As the title indicated there is a consideration of the expansion of European trade with the wider world that brings with it an exchange and a flow of ideas. It is suggested that the new ideas of the Renaissance, the rediscovery of the values of the ancients are now flowing into the everyday culture of the wider Europe. Antwerp is noted as the principle European port and it is through this city that many of these ideas are flowing, particularly with the early printing establishment of Plantin. This section also considers the work of Pieter Breugal the Elder (c.1525/30 - 69), who in his work captures much of the everyday existence of peasant life. Like his more formal fellow artists however, he draws from the ancients, but this time on their satirical, comical tradition, from authors such as Horace and Martial. A G-D observes that 'The humanity that runs right through Renaissance art and literature seems to broaden yet further during the second half of the sixteenth century. This is true of Bruegel, and more so of Shakespeare, gifted with the broadest imagination of any author, prepared to explore the world of the gravedigger as well as the prince, the buffoon as well as the philosopher, the savage as well as the Magus.
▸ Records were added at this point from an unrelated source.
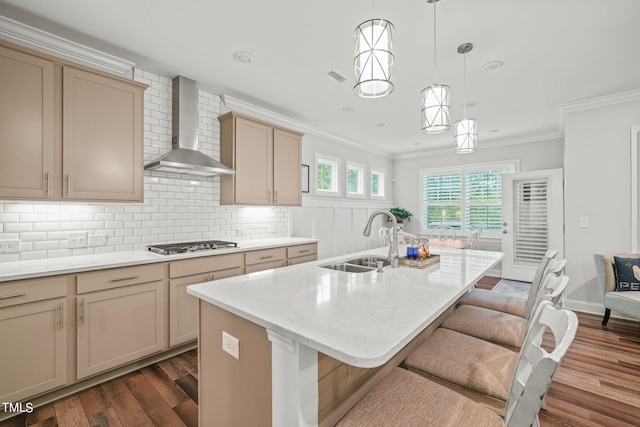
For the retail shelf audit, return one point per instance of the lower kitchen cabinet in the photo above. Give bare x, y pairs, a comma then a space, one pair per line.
302, 253
119, 325
265, 259
183, 308
33, 351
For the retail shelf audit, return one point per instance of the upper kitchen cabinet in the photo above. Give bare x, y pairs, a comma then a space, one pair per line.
68, 132
26, 125
103, 138
267, 161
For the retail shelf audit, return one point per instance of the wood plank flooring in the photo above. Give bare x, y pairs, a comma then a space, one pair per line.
597, 384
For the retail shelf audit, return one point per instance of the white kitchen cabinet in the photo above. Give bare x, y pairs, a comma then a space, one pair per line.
68, 132
123, 322
266, 159
183, 308
33, 343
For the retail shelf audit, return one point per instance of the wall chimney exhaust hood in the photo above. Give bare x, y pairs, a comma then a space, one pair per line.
184, 156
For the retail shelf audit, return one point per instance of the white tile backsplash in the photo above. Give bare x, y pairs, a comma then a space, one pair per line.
176, 207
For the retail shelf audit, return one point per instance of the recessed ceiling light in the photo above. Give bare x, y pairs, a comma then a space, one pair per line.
492, 66
243, 57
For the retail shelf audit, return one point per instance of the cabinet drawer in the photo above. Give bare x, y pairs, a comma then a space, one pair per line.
30, 290
267, 255
302, 250
118, 277
205, 264
302, 259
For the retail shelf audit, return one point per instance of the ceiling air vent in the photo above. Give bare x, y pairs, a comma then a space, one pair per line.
335, 76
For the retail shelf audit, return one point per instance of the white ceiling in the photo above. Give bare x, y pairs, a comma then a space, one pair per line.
554, 52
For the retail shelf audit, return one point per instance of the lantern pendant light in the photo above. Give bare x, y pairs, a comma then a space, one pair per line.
435, 98
466, 129
373, 63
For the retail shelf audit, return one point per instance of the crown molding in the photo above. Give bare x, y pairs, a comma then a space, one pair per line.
485, 145
34, 38
597, 102
252, 110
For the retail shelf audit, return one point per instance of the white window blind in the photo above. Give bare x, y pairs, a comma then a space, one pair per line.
465, 198
531, 225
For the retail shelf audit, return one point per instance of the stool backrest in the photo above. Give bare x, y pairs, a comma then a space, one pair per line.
536, 366
550, 289
537, 281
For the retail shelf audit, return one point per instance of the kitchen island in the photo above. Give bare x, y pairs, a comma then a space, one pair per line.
290, 321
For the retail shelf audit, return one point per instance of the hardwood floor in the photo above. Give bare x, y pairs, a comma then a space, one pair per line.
597, 384
163, 394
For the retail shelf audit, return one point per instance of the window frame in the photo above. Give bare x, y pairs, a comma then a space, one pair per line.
382, 174
362, 193
463, 171
335, 176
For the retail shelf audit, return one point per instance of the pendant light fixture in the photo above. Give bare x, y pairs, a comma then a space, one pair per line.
435, 98
373, 61
466, 130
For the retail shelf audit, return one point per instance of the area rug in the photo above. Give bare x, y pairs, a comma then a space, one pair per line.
513, 287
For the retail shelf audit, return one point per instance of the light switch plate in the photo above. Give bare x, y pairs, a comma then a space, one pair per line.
231, 345
77, 239
9, 246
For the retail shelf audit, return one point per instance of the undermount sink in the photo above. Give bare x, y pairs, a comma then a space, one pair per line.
358, 265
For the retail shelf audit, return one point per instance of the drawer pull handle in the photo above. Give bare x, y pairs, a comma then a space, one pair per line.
122, 279
21, 294
81, 313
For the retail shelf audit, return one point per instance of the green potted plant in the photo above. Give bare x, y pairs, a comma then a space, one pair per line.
401, 214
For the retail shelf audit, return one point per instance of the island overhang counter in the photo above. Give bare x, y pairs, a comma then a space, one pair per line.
360, 319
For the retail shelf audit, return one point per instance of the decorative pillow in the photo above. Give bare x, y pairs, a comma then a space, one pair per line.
627, 272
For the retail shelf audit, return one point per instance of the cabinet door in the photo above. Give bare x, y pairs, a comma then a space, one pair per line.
287, 168
253, 162
102, 137
26, 126
118, 326
33, 349
183, 308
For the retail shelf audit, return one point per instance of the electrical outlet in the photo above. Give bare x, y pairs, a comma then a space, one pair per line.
77, 239
231, 345
97, 240
9, 246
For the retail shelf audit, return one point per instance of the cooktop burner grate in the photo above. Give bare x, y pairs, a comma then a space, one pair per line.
178, 248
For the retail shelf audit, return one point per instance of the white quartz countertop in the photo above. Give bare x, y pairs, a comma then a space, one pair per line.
66, 265
361, 319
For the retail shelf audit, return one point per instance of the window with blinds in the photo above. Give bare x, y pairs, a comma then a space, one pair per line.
466, 199
531, 224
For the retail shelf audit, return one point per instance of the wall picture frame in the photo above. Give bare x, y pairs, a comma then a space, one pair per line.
305, 178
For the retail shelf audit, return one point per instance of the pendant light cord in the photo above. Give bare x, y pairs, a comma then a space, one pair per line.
465, 85
435, 65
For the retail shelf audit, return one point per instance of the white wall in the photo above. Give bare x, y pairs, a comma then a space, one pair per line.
337, 222
176, 207
598, 187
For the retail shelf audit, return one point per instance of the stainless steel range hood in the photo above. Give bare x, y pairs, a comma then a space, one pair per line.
184, 156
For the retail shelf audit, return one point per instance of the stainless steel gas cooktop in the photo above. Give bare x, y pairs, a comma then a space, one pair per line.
178, 248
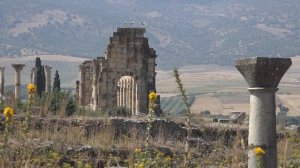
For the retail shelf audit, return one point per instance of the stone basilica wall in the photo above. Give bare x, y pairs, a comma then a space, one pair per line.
128, 56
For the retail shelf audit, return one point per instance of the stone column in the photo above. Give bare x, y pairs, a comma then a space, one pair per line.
1, 81
263, 76
33, 76
48, 78
81, 80
18, 68
94, 85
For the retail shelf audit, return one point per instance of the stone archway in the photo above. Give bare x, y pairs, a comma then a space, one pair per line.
127, 93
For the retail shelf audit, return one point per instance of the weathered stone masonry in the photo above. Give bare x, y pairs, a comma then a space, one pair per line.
123, 77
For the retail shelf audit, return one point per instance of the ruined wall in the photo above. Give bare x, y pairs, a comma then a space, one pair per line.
128, 54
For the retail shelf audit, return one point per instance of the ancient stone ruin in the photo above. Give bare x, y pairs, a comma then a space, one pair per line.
123, 77
263, 76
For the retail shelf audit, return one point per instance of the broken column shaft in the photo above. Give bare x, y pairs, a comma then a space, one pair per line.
263, 76
18, 68
1, 81
48, 78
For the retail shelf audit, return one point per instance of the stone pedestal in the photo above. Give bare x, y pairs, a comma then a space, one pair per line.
1, 81
263, 76
48, 78
18, 68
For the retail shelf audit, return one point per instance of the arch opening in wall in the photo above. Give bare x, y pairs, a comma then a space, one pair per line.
127, 93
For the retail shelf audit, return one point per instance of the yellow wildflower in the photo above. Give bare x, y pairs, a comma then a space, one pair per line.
8, 113
152, 97
259, 151
168, 159
138, 150
31, 88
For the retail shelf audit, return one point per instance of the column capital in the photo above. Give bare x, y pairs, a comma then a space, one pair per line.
263, 72
48, 67
18, 66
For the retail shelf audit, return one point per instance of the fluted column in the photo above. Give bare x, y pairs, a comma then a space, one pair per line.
1, 81
18, 68
263, 76
33, 76
48, 77
94, 85
81, 80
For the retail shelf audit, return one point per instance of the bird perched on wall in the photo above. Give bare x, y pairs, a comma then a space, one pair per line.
132, 22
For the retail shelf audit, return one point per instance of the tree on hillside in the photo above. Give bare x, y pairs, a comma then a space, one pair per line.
56, 82
40, 76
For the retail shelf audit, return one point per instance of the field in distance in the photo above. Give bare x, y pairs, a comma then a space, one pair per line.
222, 89
219, 89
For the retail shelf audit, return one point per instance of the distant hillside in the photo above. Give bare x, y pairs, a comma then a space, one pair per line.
182, 32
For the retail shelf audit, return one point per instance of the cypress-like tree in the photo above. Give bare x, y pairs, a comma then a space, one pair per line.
40, 76
56, 82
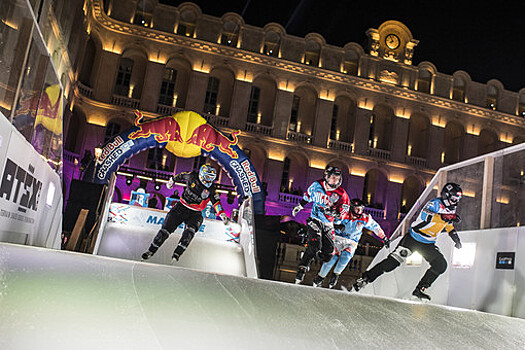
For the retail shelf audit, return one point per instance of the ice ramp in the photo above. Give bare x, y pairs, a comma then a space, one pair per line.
63, 300
128, 231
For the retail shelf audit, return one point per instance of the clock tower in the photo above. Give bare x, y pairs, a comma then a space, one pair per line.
392, 41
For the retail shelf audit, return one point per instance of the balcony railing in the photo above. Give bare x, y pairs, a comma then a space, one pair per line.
168, 110
299, 137
85, 90
124, 101
417, 161
379, 153
341, 146
259, 129
216, 120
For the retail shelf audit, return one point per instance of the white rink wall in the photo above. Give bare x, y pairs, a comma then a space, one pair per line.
479, 287
30, 195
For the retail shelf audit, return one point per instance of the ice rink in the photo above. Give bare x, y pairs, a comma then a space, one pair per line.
63, 300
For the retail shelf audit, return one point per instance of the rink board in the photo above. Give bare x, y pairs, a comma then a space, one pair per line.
63, 300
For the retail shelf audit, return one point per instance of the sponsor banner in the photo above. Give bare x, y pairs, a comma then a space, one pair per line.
185, 134
21, 187
151, 218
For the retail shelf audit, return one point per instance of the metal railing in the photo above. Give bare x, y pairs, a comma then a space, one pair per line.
259, 129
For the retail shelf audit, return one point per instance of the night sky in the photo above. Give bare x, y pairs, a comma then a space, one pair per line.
485, 39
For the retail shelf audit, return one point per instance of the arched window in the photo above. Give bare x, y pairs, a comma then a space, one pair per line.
187, 23
492, 97
454, 135
304, 105
381, 128
521, 106
112, 129
351, 62
253, 105
272, 41
312, 53
285, 177
410, 191
458, 90
230, 33
143, 13
167, 88
424, 81
122, 84
374, 189
263, 113
418, 129
210, 100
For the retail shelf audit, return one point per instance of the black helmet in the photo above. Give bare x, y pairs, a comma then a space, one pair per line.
451, 194
333, 170
356, 207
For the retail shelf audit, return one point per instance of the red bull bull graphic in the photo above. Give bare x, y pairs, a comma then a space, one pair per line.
185, 134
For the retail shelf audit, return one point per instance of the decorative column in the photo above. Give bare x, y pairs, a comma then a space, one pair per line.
197, 91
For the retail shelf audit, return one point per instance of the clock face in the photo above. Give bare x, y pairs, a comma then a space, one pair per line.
392, 41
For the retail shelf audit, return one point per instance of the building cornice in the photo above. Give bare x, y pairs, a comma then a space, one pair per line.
108, 23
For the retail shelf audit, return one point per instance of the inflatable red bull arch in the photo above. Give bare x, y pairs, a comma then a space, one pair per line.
186, 134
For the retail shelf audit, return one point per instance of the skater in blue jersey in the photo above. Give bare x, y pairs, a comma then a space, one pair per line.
329, 201
437, 216
347, 235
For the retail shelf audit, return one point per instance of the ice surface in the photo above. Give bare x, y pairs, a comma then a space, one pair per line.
63, 300
128, 242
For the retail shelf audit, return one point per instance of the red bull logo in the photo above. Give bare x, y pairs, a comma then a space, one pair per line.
186, 134
165, 129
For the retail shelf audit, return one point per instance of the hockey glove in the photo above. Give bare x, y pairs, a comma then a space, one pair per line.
225, 219
297, 209
339, 227
454, 235
451, 218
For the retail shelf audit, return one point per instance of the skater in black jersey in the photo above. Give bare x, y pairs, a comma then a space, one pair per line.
198, 192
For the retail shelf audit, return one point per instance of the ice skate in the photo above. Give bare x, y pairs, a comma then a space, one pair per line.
333, 281
419, 293
360, 283
318, 281
301, 271
148, 254
175, 257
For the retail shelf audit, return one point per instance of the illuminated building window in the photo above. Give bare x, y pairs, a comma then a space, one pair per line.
295, 113
210, 100
253, 105
167, 88
122, 84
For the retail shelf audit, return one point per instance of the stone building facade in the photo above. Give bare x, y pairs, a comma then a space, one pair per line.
300, 102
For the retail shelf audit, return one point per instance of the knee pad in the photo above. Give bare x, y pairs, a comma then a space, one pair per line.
315, 243
438, 266
161, 236
187, 236
400, 254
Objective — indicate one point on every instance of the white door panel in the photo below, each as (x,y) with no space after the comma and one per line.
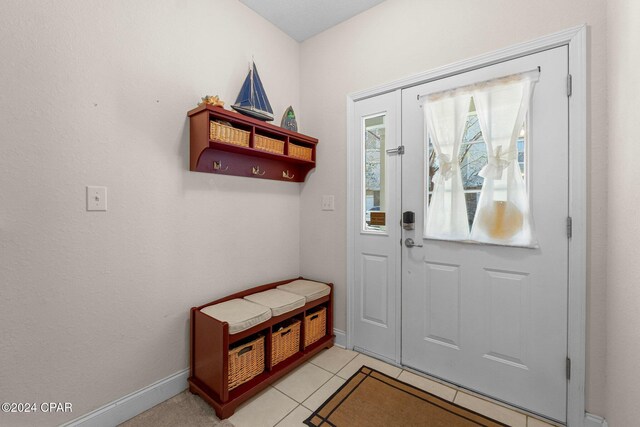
(494,318)
(377,252)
There is no such thing as a life not worth noticing'. (p.316).
Counter-Reformation
The end of the Renaissance, if there could be such a thing, is probably brought about by the Roman Catholic Council of Trent which set out a manifesto to counter the Reformation. It particularly dictated styles of art that should be used in a religious context, moving against the individual freedoms and artistic licence that artists had taken and developed from the classical styles and ideas. It sought to rid religious art of any link to pagan myths and legends, and 'excessive' nudity. A G-D writes 'The reformers of the 1560's dreamed of doing away with a large part of the Renaissance because they believed it had clouded the Christian picture. What they were attempting to do, in a sense, was to wind the clock back to the very beginnings of the Italian Renaissance. It is as if they were trying to go all the way back to what might be called the innocent Renaissance, the Renaissance of Giotto, Nicola Pisano and his son Giovanni - who had found, in Greco-Roman naturalism, a vocabulary with which to express a new and vivid piety, but who had not fully opened the Pandora's box of antiquity'. (p.318)
Epilogue
A G-D sums up his book and the Renaissance and seeks to pin-point the essence of what was discovered and the legacy this period has left on Western Civilisation as he writes 'But perhaps the most enduring legacy of the Renaissance lies not in any form of revival - whether of classical ideas, or of realistic depiction - but in the new way in which it taught people to think about their own nature'. (p.324). He returns to Donatello's statue of St John the Baptist (1438) 'The miracle is not just the conjuring up of humanity, of the life force or living presence. The miracle lies in the delicacy and precision with which a moment of feeling has been caught - and in the magnitude of the revelation communicated by this capturing of something that seems so fugitive and, at once, so endlessly fascinating. The message forever trembling on the Baptist's lips is the message of the Renaissance itself. What is inside a man can be a whole world'. (p.324).